In the code assignment, you will use the method [word_tokenize](https://www.nltk.org/api/nltk.tokenize.html#nltk.tokenize.punkt.PunktLanguageVars.word_tokenize) to split your sentence into a list of words. Let's try the method on an example.

In [None]:
# tokenize the sentence into an array of words

sentence = 'i am happy because i am learning.'
tokenized_sentence = nltk.word_tokenize(sentence)
print(f'{sentence} -> {tokenized_sentence}')

Now that the sentence is tokenized, you can work with each word in the sentence separately. This will be useful later when creating and counting N-grams. In the following code example, you will see how to find the length of each word.

In [None]:
# find length of each word in the tokenized sentence
sentence = ['i', 'am', 'happy', 'because', 'i', 'am', 'learning', '.']
word_lengths = [(word, len(word)) for word in sentence]
print(f' Lengths of the words: \n{word_lengths}')

<a name="n-grams"></a>
## N-grams
<a name="sentence-to-ngram"></a>
### Sentence to n-gram

The next step is to build n-grams from the tokenized sentences. 

The n-grams can be generated by a sliding window of size n words. The window scans the list of words starting at the sentence beginning, moving by a step of one word until it reaches the end of the sentence.

Here is an example method that prints all trigrams in given sentence.

In [None]:
def sentence_to_trigram(tokenized_sentence):
    """
    Prints all trigrams in given tokenized sentence.
    
    Args:
        tokenized_sentence: Input sentence tokenized to the list of words.
    
    Returns:
        No output
    """
    # note that the last position of i is 3rd to the end
    for i in range(len(tokenized_sentence) - 3 + 1):
        # the sliding window starts at position i and contains 3 words
        trigram = tokenized_sentence[i:i+3]
        print(trigram)

tokenized_sentence = ['i', 'am', 'happy', 'because', 'i', 'am', 'learning', '.']

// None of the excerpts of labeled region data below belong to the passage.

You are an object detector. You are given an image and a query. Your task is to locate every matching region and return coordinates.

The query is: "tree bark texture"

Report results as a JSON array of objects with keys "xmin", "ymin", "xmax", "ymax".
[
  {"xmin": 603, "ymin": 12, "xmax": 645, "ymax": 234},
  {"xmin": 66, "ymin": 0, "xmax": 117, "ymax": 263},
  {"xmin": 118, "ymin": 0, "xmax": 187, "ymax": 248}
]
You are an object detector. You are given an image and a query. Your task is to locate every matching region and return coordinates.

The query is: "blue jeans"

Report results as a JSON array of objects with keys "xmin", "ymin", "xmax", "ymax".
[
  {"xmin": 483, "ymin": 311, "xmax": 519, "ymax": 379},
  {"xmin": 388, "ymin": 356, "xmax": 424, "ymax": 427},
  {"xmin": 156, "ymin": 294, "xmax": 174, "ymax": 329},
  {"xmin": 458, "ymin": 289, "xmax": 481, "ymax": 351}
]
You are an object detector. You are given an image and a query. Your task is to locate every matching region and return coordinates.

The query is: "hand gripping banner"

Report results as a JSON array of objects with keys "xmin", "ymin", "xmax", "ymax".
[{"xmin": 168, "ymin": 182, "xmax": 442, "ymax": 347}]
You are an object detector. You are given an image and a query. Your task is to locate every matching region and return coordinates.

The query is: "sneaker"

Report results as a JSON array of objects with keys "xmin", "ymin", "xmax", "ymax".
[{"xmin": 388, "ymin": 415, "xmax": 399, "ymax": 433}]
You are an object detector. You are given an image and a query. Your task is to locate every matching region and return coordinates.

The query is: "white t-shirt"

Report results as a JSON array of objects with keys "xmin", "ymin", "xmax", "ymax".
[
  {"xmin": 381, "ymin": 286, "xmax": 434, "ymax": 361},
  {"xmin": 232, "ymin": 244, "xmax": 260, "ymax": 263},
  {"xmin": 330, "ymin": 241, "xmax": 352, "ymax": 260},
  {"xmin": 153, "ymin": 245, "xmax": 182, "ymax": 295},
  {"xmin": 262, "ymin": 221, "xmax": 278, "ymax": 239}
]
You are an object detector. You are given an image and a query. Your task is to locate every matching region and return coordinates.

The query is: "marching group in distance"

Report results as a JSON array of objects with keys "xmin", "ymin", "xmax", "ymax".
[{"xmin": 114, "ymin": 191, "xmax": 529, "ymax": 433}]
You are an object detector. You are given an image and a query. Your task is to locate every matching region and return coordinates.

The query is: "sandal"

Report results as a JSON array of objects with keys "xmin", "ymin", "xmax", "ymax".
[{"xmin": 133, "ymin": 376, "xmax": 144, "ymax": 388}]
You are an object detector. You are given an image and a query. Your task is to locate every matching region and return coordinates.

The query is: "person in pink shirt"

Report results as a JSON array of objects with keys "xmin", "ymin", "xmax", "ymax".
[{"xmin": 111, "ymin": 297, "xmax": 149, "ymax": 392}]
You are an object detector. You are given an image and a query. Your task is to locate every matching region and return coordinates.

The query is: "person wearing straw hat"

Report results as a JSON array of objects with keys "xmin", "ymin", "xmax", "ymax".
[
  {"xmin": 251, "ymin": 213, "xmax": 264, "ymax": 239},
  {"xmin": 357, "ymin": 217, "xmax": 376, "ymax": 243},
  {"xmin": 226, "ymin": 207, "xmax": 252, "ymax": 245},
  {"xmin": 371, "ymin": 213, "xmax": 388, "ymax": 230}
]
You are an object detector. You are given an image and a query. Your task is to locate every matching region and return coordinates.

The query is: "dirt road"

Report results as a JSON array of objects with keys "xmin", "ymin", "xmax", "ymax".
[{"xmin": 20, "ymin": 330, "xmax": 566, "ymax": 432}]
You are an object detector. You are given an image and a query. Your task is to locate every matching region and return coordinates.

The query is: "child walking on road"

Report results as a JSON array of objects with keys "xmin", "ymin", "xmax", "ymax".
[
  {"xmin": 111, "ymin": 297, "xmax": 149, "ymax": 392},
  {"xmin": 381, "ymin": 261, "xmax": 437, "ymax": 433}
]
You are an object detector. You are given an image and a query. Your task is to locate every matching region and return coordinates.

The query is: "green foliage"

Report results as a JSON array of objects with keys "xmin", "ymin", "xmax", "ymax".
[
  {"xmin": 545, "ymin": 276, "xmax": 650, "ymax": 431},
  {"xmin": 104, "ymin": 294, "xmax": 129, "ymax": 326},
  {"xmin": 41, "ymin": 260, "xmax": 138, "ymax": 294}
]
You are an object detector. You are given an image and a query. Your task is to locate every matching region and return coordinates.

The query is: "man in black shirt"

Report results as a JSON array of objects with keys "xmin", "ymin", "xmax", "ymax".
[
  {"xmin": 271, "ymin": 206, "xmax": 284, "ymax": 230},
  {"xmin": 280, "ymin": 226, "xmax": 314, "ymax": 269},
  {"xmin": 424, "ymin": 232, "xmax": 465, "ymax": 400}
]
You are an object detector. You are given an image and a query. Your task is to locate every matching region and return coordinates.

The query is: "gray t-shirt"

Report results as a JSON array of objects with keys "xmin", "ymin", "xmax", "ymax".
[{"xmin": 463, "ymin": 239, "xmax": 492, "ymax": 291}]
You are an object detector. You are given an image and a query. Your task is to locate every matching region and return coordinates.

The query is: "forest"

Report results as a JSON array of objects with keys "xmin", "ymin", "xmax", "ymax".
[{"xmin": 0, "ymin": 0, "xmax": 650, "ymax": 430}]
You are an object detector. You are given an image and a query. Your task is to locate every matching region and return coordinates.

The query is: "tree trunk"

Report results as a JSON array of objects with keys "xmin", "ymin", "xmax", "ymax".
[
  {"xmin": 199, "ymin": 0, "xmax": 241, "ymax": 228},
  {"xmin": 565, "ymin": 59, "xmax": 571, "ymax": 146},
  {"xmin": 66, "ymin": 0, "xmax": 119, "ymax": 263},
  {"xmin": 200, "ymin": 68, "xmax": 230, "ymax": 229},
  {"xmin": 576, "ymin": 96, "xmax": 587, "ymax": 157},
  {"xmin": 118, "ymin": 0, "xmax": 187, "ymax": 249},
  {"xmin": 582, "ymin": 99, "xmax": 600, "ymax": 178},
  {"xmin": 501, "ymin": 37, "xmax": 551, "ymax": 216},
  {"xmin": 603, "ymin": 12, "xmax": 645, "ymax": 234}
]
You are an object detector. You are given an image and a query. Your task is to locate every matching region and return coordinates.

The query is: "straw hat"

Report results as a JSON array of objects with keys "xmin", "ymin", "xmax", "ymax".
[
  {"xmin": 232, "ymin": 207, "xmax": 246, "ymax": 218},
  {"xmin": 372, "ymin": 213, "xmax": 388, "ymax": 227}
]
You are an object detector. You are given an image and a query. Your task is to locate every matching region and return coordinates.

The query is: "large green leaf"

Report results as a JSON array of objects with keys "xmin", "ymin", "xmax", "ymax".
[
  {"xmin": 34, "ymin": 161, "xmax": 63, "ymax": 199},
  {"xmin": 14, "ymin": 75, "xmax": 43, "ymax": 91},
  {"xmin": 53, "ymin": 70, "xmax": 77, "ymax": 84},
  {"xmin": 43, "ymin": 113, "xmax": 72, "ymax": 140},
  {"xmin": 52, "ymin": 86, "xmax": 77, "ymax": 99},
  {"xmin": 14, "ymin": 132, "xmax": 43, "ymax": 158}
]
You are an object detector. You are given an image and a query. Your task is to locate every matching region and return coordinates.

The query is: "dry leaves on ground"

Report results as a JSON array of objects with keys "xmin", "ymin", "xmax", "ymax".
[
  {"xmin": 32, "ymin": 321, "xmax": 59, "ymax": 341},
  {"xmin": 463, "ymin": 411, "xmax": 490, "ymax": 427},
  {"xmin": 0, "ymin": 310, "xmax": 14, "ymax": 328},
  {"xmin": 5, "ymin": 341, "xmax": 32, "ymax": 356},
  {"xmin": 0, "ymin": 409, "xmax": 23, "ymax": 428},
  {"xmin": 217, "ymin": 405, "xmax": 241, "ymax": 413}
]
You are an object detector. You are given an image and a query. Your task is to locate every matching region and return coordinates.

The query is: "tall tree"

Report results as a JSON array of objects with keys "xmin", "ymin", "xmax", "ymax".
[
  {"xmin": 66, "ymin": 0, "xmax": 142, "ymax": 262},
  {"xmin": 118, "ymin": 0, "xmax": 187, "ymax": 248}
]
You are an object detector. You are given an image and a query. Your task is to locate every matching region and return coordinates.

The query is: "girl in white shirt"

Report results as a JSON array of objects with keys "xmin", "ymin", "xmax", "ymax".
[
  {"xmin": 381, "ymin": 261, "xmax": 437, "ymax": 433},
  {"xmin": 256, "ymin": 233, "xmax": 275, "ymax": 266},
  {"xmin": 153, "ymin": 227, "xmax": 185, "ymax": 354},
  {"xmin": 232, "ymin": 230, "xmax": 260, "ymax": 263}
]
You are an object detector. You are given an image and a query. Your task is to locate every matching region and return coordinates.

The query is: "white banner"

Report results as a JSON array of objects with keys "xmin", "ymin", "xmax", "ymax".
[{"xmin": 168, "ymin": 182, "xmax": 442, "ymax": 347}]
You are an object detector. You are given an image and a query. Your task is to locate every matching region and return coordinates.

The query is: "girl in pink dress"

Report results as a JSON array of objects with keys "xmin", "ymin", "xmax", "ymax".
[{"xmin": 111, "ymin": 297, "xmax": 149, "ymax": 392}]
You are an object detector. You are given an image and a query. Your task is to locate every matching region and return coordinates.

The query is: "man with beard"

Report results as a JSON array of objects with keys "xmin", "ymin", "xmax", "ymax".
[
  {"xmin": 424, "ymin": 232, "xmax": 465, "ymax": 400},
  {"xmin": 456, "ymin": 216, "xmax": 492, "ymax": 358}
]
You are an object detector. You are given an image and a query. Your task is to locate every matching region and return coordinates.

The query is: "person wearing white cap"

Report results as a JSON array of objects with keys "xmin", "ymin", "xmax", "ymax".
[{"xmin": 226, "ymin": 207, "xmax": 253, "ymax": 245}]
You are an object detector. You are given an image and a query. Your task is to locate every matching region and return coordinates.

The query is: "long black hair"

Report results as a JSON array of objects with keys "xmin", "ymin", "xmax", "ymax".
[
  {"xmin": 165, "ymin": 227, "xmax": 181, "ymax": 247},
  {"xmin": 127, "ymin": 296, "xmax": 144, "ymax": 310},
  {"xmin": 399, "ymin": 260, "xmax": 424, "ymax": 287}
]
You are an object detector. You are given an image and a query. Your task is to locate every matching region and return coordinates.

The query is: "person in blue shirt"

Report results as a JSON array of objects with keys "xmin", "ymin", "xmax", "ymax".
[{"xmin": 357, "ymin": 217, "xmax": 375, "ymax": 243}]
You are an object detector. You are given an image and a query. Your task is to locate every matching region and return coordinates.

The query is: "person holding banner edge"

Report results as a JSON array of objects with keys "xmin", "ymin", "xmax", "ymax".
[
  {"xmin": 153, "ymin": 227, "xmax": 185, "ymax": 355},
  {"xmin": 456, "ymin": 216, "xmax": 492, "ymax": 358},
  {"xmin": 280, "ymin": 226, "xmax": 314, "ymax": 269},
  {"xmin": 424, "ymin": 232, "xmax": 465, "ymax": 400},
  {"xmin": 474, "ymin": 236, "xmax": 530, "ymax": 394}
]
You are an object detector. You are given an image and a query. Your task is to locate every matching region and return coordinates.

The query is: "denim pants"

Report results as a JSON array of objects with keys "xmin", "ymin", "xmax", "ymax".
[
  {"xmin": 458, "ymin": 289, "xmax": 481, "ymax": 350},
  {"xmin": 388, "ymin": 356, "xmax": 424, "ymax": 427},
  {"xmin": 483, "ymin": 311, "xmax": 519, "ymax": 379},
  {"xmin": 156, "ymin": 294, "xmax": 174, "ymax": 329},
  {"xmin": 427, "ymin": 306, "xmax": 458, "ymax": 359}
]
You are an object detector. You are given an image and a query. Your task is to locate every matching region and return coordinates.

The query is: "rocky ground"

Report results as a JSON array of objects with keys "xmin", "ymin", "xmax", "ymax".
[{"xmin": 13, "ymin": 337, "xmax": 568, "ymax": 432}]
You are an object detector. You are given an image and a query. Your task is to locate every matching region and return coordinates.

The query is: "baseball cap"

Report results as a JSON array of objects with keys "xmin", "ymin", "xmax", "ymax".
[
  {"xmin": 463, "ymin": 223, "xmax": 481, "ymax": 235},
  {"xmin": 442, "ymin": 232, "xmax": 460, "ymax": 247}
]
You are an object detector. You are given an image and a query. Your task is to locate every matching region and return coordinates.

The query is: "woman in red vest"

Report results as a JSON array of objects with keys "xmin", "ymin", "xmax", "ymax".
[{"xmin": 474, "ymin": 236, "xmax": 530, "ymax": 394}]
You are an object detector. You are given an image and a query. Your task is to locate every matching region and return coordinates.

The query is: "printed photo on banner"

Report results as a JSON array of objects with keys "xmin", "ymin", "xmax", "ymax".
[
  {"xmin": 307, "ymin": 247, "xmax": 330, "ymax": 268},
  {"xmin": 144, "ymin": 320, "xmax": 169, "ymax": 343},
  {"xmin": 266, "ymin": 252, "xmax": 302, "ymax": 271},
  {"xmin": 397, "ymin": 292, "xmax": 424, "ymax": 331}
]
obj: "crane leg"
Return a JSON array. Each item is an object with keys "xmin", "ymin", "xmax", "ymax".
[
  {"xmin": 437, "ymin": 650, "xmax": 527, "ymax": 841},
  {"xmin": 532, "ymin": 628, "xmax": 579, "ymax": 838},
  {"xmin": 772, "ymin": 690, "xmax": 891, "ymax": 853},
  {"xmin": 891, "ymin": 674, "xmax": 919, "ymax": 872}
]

print(f'List all trigrams of sentence: {tokenized_sentence}\n')
sentence_to_trigram(tokenized_sentence)


<a name="ngram-prefix"></a>
### Prefix of an n-gram
As you saw in the lecture, it is often necessary to find (n-1)-gram that is a prefix of an n-gram. The prefix is needed in the formula used to  calculate the probability of an n-gram. <br>

\begin{equation*}
P(w_n|w_1^{n-1})=\frac{C(w_1^n)}{C(w_1^{n-1})}
\end{equation*}

The following code shows you how to get an (n-1)-gram  prefix from n-gram on an example of getting trigram from a 4-gram.

In [None]:
# get trigram prefix from a 4-gram
fourgram = ['i', 'am', 'happy','because']
trigram = fourgram[0:-1]
print(trigram)

<a name="start-end-of-sentence"></a>
### Start and end of sentence word $<s>$ and $</s>$
You could see in the lecture, that when calculating the n-gram probabilities, each sentence should be prepended by n-1 start of sentence words $<s>$ and one end of sentence word $</s>$ should be added after the last word. 

Let's have a look at how you can implement this in code.


In [None]:
# when working with trigrams, you need to prepend 2 <s> and append one </s>
n = 3
tokenized_sentence = ['i', 'am', 'happy', 'because', 'i', 'am', 'learning', '.']
tokenized_sentence = ["<s>"]*(n-1) + tokenized_sentence + ["</s>"]
print(tokenized_sentence)

That's all for the lab for "N-gram" lesson of week 3.